En otro recipiente, tamiza la harina de trigo junto con el cacao en polvo y el polvo de hornear. Este paso es fundamental para evitar grumos y lograr una textura más ligera en el bizcocho. Incorpora poco a poco los ingredientes secos a la mezcla líquida, mezclando suavemente hasta integrar todo. No batas en exceso; solo lo necesario para que no queden restos de harina visibles. Obtendrás una masa de consistencia fluida pero con cuerpo.

Montaje del chocoflan:

Con el molde ya cubierto de caramelo sólido en la base, vierte primero la mezcla del pastel de chocolate. Extiéndela con cuidado para que quede distribuida de forma pareja.

A continuación, vierte lentamente la mezcla del flan sobre la masa de chocolate. Hazlo despacio, ayudándote con el dorso de una cuchara para amortiguar la caída del líquido y evitar que ambas preparaciones se mezclen demasiado. Aunque al principio las capas parezcan invertidas, durante la cocción se acomodarán por sí solas.

Cocción:

Precalienta el horno a temperatura media. Coloca el molde dentro de un recipiente más grande con agua caliente para cocinar a baño María. El agua debe llegar aproximadamente a la mitad del molde, lo que permitirá una cocción suave y uniforme.

Lleva al horno y hornea hasta que, al insertar un palillo en el centro, este salga limpio. El tiempo puede variar según el horno, pero es importante no abrirlo constantemente para mantener la temperatura estable.

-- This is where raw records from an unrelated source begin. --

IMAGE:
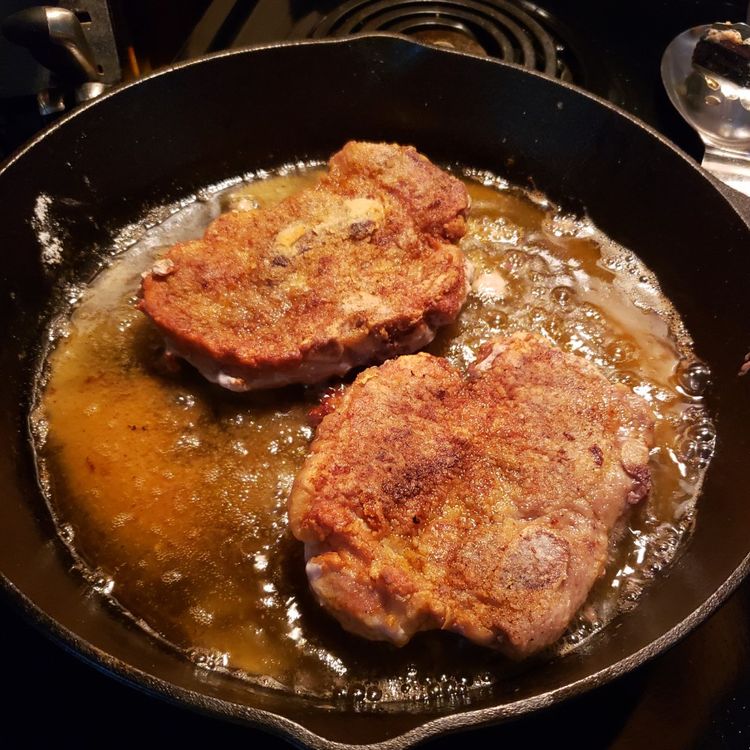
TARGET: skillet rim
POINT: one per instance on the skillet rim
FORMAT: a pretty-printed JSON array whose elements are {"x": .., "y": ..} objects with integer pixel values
[{"x": 435, "y": 725}]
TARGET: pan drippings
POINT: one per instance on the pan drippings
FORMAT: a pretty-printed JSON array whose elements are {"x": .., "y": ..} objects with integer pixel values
[{"x": 171, "y": 492}]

Cuando esté listo, retira el molde del horno y del baño María con cuidado. Deja enfriar completamente a temperatura ambiente y luego refrigera durante varias horas para que tome firmeza y sea más fácil desmoldar.

Desmoldado:

Para desmoldar, pasa un cuchillo por los bordes si es necesario. Coloca un plato grande sobre el molde y voltea con un movimiento firme y seguro. Levanta el molde con cuidado y deja que el caramelo caiga sobre la superficie.

El resultado será una torta de dos capas perfectamente definidas: arriba el flan brillante cubierto de caramelo y abajo el bizcocho de chocolate. Un postre vistoso, delicioso y perfecto para compartir en cualquier ocasión especial.